Experts caution that it is difficult to attribute such data to any singular source; we need more studies over a longer period of time to determine what’s driving the plunge. Still, we can look to several recent developments as possible culprits: In December 2022, Biden signed the bipartisan Mainstreaming Addiction Treatment (MAT) Act, which removed the bureaucratic hurdles facing doctors who need to prescribe buprenorphine for opioid addiction treatment. Prior to the MAT Act in 2020, less than 6 percent of doctors were allowed to prescribe buprenorphine. Meanwhile, a naloxone nasal spray that can reverse opioid overdoses and save lives was approved to be sold as an over-the-counter medicine in March 2023. It has since become much more readily available.

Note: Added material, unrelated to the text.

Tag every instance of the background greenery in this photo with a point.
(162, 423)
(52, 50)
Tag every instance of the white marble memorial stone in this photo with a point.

This is a good start, but doctors are still calling for increased funding for addiction treatment and harm reduction services. Rural areas, as well as Black and Native American communities, especially face substantial barriers to accessing quality health care. Currently, Congress is considering a bipartisan bill, the Modernizing Opioid Treatment Access Act, which would expand access to methadone, a prescription drug used to treat opioid addictions. Unlike in several European countries, methadone is only obtainable in the United States at designated opioid treatment clinics and must be taken on-site — creating an unnecessary hurdle for those who live miles away from the closest clinic. Addiction recovery advocates also point toward the need for expanded telemedicine options, mobile methadone clinics and robust drug education campaigns as necessary tools to fight the overdose crisis.

Of course, Harris did not mention any of these potential solutions during the presidential debate, nor has she made the overdose crisis a major focus of her presidential campaign. In reducing the issue to a bullet point on “securing the border,” Harris has caved to right-wing media fearmongering. Biden is already favoring carceral border policies that flout international law, pushing to cement his ban on migrants seeking asylum at the border. Meanwhile, more than 200 people in the U.S. continue to die from opioid-related overdoses each day.